GPRMortality {GPRMortality} | R Documentation |
Gaussian Process Regression for estimation and projection each age-sex combination of mortality rates
Description
Searching for the latest methods of estimating mortality rates is a major concern. The need to have accurate and valid estimation of age and sex mortality rate led to apply more powerful and reliable methods. The main challenge is how to combine and integrate these different time series and how to produce unified estimates of mortality rates during a specified time span.
GPR is a Bayesian statistical model for estimating adult (15-60 age group or age-specific) mortality which its data likelihood could be mortality rates from different data sources such as: Death Registration System, Censuses or surveys. This function produces a unique estimation and 95% (or any desirable percentiles) uncertainty based on sampling and non-sampling errors due to variation in data sources.

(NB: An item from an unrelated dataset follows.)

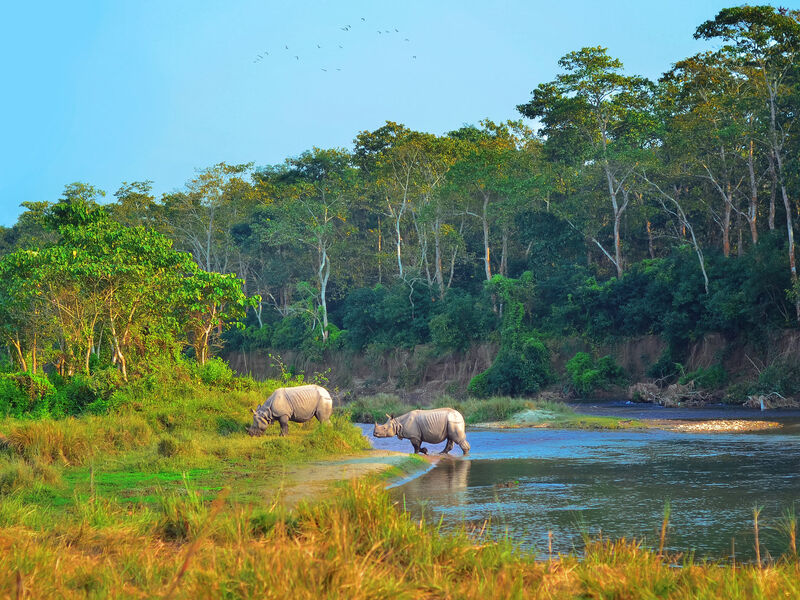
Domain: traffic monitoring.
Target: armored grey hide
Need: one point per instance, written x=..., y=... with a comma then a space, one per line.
x=431, y=426
x=298, y=404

The GP model utilizes Bayesian inference to update predicted mortality rates as a posterior in Bayes rule by combining data and a prior probability distribution over parameters in mean, covariance function, and the regression model. This package uses Markov Chain Monte Carlo (MCMC) to sample from posterior probability distribution by rstan package in R.
Usage
GPRMortality(data.mortality,data.mean,minYear,maxYear,
nu,rho_,product , n.itr=4000,n.warm=3000,verbose=FALSE)
Arguments
data.mortality |
a data frame on mortality rates, which needs seven compulsory basic variables: year, mortality rates, the completeness of corresponding mortality rates and their corresponding population; different levels of data such as age_cat, sex, location(countries and so on ) can be changed . |
data.mean |
a data frame of mean data, with the same levels including sex, age_cat, year and location. |
minYear |
min year will predicted |
maxYear |
max year will predicted |
nu |
the degree of differentiability parameter that is ranged from 0.2 to 2 and it controls the smoothness of samples driven from GP model. |
rho_ |
a scale parameter that ranges from 0 to 1 and it defines the amount of correlation between years of data. |
product |
the value for calculating variance of Registration System, the default is 0.1 for high quality data. |
n.itr |
the number of iterations to use for running model in Rstan. If not specified, then the default is 4000. |
n.warm |
the number of samples for warm-up in MCMC. If not specified, the default is 3000. |
verbose |
TRUE or FALSE: flag indicating whether to print intermediate output from Stan on the console, which might be helpful for model debugging. |
Details
This package intra and extrapolates the mortality rates excluded from different data sources and various demographic models and produces uncertainty.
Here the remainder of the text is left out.